- Born: August 7, 1871 Lebanon, Tennessee, U.S.
- Died: July 25, 1940 (aged 68) Oklahoma City, U.S.
- Occupations: Attorney, Justice of the Oklahoma Supreme Court (1924-1931), Chief Justice, 1931-2
- Years active: 1918–1932

= Eugene Lester =

American attorney and judge (1871–1940)

Eugene F. Lester (1871–1940) was an American attorney and judge known as Chief Justice of the Oklahoma (US) Supreme Court from 1931 to 1932.

==Early life==
Eugene F. Lester was born August 7, 1871, in Lebanon, Tennessee to Preston S. and Elizabeth (née Crutchfield). He became an attorney, moved to Oklahoma and became judge of the 5th Judicial District from 1918 to 1924. In 1924, he was named to the Oklahoma Supreme Court, where he served until 1931. (Note: No source consulted has indicated that Lester had any formal law school training. Presumably, he qualified for the bar by reading law, a rather common practice, especially in the United States at that time.) He also served as chief justice of the Supreme Court from 1931 to 1932. He was a member of the Disciples of Christ church, Free Masons and Odd Fellows.

While serving as Chief Justice, Lester represented Oklahoma in a University of North Carolina study that examined the practices of six state supreme courts in trying to be more efficient by sitting in divisions rather than en banc while hearing cases. (Note: The states considered were: California, Colorado, Florida, Georgia, Kansas, Louisiana, Mississippi, Missouri and Virginia.)

==Death==
A brief notice in the Emporia Gazette in Emporia, Kansas, stated that Lester's body was found in an Oklahoma City hotel room with a bullet wound to the head.

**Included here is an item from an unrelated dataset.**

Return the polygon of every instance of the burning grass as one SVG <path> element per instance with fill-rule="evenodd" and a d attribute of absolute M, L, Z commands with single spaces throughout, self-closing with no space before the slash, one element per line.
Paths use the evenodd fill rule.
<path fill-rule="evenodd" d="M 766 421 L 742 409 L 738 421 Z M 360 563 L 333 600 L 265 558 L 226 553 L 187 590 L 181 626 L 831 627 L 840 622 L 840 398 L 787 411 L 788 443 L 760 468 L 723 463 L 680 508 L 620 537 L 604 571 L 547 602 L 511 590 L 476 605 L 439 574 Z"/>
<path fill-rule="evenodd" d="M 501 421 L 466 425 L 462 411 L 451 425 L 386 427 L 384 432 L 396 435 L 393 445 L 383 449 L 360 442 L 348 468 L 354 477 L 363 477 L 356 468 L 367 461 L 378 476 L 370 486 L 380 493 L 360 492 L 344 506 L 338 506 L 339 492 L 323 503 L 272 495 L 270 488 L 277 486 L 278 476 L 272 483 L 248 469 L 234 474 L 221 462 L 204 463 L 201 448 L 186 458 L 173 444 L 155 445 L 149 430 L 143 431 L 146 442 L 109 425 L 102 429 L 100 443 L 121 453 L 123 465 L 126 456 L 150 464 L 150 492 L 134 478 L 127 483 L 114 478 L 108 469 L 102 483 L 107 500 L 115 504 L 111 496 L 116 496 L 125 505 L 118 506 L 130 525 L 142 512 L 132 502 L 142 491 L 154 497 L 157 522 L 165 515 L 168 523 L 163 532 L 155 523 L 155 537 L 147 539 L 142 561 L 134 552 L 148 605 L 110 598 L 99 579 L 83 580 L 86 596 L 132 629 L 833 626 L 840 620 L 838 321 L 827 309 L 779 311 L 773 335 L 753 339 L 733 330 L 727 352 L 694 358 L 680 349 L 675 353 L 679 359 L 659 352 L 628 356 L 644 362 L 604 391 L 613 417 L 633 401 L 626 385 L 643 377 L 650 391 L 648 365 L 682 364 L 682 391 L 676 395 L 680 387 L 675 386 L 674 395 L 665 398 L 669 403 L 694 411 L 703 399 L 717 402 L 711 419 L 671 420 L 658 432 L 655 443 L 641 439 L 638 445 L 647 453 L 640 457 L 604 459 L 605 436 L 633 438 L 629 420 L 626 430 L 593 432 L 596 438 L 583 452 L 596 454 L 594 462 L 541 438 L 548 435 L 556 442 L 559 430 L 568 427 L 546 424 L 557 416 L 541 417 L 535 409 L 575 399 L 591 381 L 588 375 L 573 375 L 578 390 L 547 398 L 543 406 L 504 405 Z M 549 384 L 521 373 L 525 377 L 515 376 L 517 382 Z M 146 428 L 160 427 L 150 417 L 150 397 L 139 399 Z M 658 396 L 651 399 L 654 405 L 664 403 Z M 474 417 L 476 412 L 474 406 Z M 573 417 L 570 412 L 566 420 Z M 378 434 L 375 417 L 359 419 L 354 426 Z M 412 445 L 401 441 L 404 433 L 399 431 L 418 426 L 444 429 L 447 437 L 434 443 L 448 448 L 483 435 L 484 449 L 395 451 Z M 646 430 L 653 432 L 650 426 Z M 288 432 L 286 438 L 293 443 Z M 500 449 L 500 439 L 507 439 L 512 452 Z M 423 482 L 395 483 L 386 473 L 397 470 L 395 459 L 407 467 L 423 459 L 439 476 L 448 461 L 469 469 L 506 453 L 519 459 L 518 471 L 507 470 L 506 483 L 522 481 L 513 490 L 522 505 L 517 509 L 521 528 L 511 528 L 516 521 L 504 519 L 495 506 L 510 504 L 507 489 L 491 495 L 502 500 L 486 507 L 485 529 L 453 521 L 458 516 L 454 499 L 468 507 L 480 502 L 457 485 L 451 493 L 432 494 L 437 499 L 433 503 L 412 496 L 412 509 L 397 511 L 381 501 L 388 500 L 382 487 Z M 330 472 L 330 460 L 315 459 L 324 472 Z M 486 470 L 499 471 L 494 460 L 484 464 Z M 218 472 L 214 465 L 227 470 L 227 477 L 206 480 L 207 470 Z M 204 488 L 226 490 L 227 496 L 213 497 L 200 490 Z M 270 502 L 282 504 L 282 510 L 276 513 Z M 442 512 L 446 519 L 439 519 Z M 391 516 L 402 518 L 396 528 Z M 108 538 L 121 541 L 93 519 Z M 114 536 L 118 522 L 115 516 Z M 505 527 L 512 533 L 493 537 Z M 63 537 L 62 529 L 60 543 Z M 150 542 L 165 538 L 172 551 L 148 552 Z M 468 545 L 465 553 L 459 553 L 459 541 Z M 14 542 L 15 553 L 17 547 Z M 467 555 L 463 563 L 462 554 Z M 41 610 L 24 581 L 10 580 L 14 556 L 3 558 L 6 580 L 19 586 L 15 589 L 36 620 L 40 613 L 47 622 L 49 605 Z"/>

A note in the room indicated that he took his own life on July 25, 1940, because of ill health. The acting coroner ruled the death a suicide and gave no other details.

His daughter, Doris Lester Burns, survived him. She died in Pittsburgh, Pennsylvania, at the age of 86, on September 24, 1993, where she had lived for many years. Both her husband, Chester Parker Burns, and her mother, Beulah Collier Lester, had preceded her in death.